Performance And Efficiency
Writer: Steve Taylor
PERFORMANCE. Performance is the most recognizable word when it comes to making your bike respond quicker. There are MANY so called "performance" parts available for your bike that if you were to actually believe all the horsepower claims that the part manufacturers make, you would have a rocket. Aftermarket parts manufactures, and even the factory, all claim that 'If you install this part on your bike you will see a 5% horsepower gain". They know that by just mentioning an increase in horsepower that people will buy their product. Reminds me of the traveling Snake Oil salesmen who would travel around the country claiming their product would cure what ails you. Only the faces have changed.
The truth is performance parts have not changed much over the years. You can't re-invent the wheel. The basics have remained consistent throughout the years. To better understand a motor's performance, think of it as an air pump, or compressor pump. The more air that the pump (or motor) takes in AND expels, the more power you would see. A small versus big concept. This is why American V-Twin owners are always contemplating the big cubic inch theory. More cubic inches equal more power, or so you would think.
There are many ways to attack the performance issue, all of which work. How WELL will they work? Well that depends on a variety of internal issues. You cannot and should not expect that every "performance" part that you install will give you an increase in power. Performance parts have to "agree" with each other, which is what separates the novice motor builder and the professional motor builder. A "mix 'n match" approach does not work. Don't be brainwashed into thinking that if you install the new fangled air breather and the fancy exhaust on your bike that you will be the first to arrive at the bar and be the envy of your riding partners. Truth is you HURT the performance. But hey, it sure sounds good going down the road and everyone asks you questions about your new "performance" parts. Another thing, don't just take the word of someone that installs parts without knowing what they are doing. Of COURSE they will say "Oh yeah, this thing runs great since I installed the new XYZ exhaust and the new X19 air breather, just listen to it!". Yeah, sure looks cool and it IS louder. For some reason people equate loud with fast. Probably a carry-over mind set from the 1930s. A less restrictive exhaust is a good idea, unless you know what you are doing when it comes to exhaust/air breather selection. Don't shoot from the hip when it comes to part selection. Do your homework.

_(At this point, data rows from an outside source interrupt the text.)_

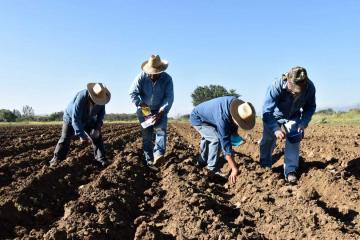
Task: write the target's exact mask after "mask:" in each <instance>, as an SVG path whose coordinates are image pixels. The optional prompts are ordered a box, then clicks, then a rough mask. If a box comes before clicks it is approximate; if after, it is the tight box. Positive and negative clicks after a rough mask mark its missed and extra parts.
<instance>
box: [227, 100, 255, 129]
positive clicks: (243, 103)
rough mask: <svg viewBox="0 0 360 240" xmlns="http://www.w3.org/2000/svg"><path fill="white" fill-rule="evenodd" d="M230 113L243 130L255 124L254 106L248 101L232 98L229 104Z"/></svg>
mask: <svg viewBox="0 0 360 240" xmlns="http://www.w3.org/2000/svg"><path fill="white" fill-rule="evenodd" d="M230 114H231V116H232V118H233V119H234V121H235V123H236V124H237V125H238V126H239V127H241V128H242V129H244V130H250V129H252V128H253V127H254V126H255V117H256V113H255V108H254V106H253V105H252V104H251V103H249V102H244V101H242V100H240V99H234V100H233V101H232V102H231V105H230Z"/></svg>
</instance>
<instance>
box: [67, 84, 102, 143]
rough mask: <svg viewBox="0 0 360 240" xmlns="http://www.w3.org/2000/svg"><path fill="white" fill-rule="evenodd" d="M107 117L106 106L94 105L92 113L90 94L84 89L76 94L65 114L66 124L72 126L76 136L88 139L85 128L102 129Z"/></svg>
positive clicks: (67, 107) (69, 103)
mask: <svg viewBox="0 0 360 240" xmlns="http://www.w3.org/2000/svg"><path fill="white" fill-rule="evenodd" d="M104 116H105V105H94V106H93V107H92V109H91V112H90V102H89V92H88V90H86V89H84V90H82V91H80V92H78V93H77V94H76V96H75V97H74V99H73V100H72V101H71V102H70V103H69V105H68V106H67V108H66V110H65V112H64V122H66V123H68V124H71V125H72V127H73V128H74V131H75V135H76V136H80V137H81V138H86V135H85V132H84V127H85V126H87V125H89V124H90V125H91V127H93V128H94V129H100V128H101V126H102V125H103V119H104Z"/></svg>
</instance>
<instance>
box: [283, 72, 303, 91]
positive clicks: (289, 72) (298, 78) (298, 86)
mask: <svg viewBox="0 0 360 240" xmlns="http://www.w3.org/2000/svg"><path fill="white" fill-rule="evenodd" d="M283 80H287V82H288V87H289V88H290V89H291V90H292V91H293V92H294V93H301V92H302V91H303V90H304V89H305V87H306V84H307V82H308V81H309V77H308V76H307V71H306V69H305V68H303V67H300V66H296V67H292V68H291V69H290V70H289V71H288V72H287V73H285V74H283Z"/></svg>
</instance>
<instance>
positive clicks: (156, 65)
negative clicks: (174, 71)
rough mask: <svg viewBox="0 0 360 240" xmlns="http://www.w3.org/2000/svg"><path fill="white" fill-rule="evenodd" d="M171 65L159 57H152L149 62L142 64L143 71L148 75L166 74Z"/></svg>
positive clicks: (152, 55) (151, 57) (150, 56)
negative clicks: (169, 64)
mask: <svg viewBox="0 0 360 240" xmlns="http://www.w3.org/2000/svg"><path fill="white" fill-rule="evenodd" d="M168 65H169V62H168V61H166V60H161V59H160V56H159V55H151V56H150V58H149V60H147V61H145V62H144V63H143V64H141V69H142V70H143V71H144V72H146V73H148V74H159V73H161V72H164V71H165V70H166V69H167V67H168Z"/></svg>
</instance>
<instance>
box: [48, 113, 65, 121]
mask: <svg viewBox="0 0 360 240" xmlns="http://www.w3.org/2000/svg"><path fill="white" fill-rule="evenodd" d="M63 116H64V112H62V111H61V112H54V113H52V114H50V116H49V118H48V119H49V121H62V120H63Z"/></svg>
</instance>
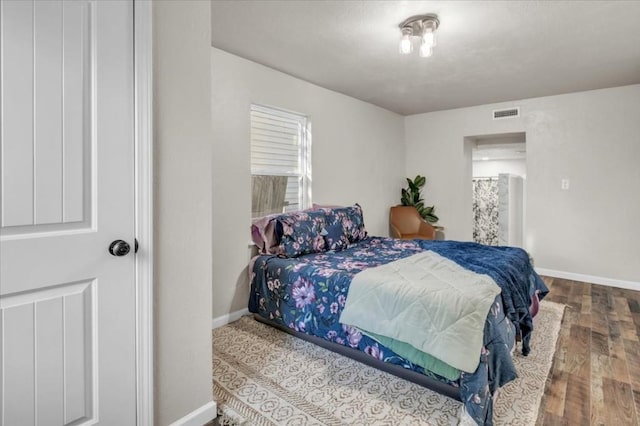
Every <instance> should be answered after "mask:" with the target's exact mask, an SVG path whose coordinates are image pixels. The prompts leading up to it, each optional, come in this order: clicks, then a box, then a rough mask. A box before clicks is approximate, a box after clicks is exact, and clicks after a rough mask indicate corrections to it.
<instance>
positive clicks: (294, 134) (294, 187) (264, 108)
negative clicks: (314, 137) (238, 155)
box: [251, 105, 311, 217]
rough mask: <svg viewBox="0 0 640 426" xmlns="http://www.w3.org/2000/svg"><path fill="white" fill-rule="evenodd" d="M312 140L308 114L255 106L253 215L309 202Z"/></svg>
mask: <svg viewBox="0 0 640 426" xmlns="http://www.w3.org/2000/svg"><path fill="white" fill-rule="evenodd" d="M310 142H311V137H310V130H309V123H308V120H307V117H305V116H304V115H301V114H296V113H292V112H289V111H283V110H280V109H277V108H272V107H266V106H262V105H252V106H251V187H252V206H251V215H252V217H261V216H264V215H267V214H272V213H280V212H283V211H293V210H300V209H304V208H307V207H308V206H309V200H310V190H311V188H310V180H311V179H310V176H311V161H310V151H311V149H310V148H311V147H310Z"/></svg>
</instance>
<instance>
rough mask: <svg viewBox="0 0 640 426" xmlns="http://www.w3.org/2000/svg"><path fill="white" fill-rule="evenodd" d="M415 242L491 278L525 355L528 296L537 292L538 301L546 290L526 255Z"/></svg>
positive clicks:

EFFICIENCY. Although not nearly as common a word as performance, it is probably equal to or even more important. Remember the Samson and Goliath theory. Just because you have a 125,000 cubic inch motor don't think that you have the fastest, badest, V-Twin to hit the street. Historically, Harley’s probably having the most inefficient running motor. The biggest reason, the design. To be more specific, head design. If you look at the V-Twin motor, what do you see? I'll tell you what I see. I see a 45 degree twin cylinder motor sharing a common lower end that has not changed. The 45 degree design hasn't changed since it's inception in the 20's. What HAS changed is the head design. Every motor manufacturer out there realized a long time ago that the key to efficiency lies in head design. Look at Harley's history. There were Flatheads, then Knuckleheads, then Panheads, then Shovelheads, then Evolution heads, now Twin Cam heads. With the exception of minor modifications to the lower end, the only thing that keeps changing is the heads. Why you ask???? There's power (efficiency) in them there heads. Harley heads are sand cast, and are probably the cheapest way to make a set of heads. After that they get machined. Like a "one-size-fits-all" application. Truth is, all internal combustion motors (Harley's) run a bit differently, especially the older ones. The reason is attributed to how well the heads flow the fuel in, as well as out. It is tough to maintain any performance/efficiency consistency with sand cast heads.
Efficiency equals performance. If you want REAL performance out of your motor, consider sending your heads to a shop that specializes in head porting, Jerry Branch, Baisley Performance, etc. I also offer the service. There are two types of head porting. One is what is called CNC porting the other is hand porting using a flow bench. CNC porting is when head ports are set up on a milling machine and the heads are cut using a pre-written program designed by someone who has experimented with head flow characteristics. Once optimum flow is reached a program is written for the milling machine. Truly a one-size-fits-all concept but superior to any stock set of heads for your motor. I believe in the hand porting method myself because although it requires a lot more time and patience the net result is more horsepower because the heads are flowed to your particular application, like Dresser, or Softail, Dyna, etc. All of which require a different flow design. You can actually tune the heads to match your bike and riding habits.
An 80" Evo powered bike with more horsepower than an 88" Twin Cam? Of course, that’s easy. Fun too, and not much money spent much to the chagrin of the T/C owners. An 88" Twin Cam with more horsepower than a new 96"? That’s easy stuff too. Efficiency is the key here. How well the motor utilizes the fuel and air mixture is the key to unlocking the horsepower that is already there.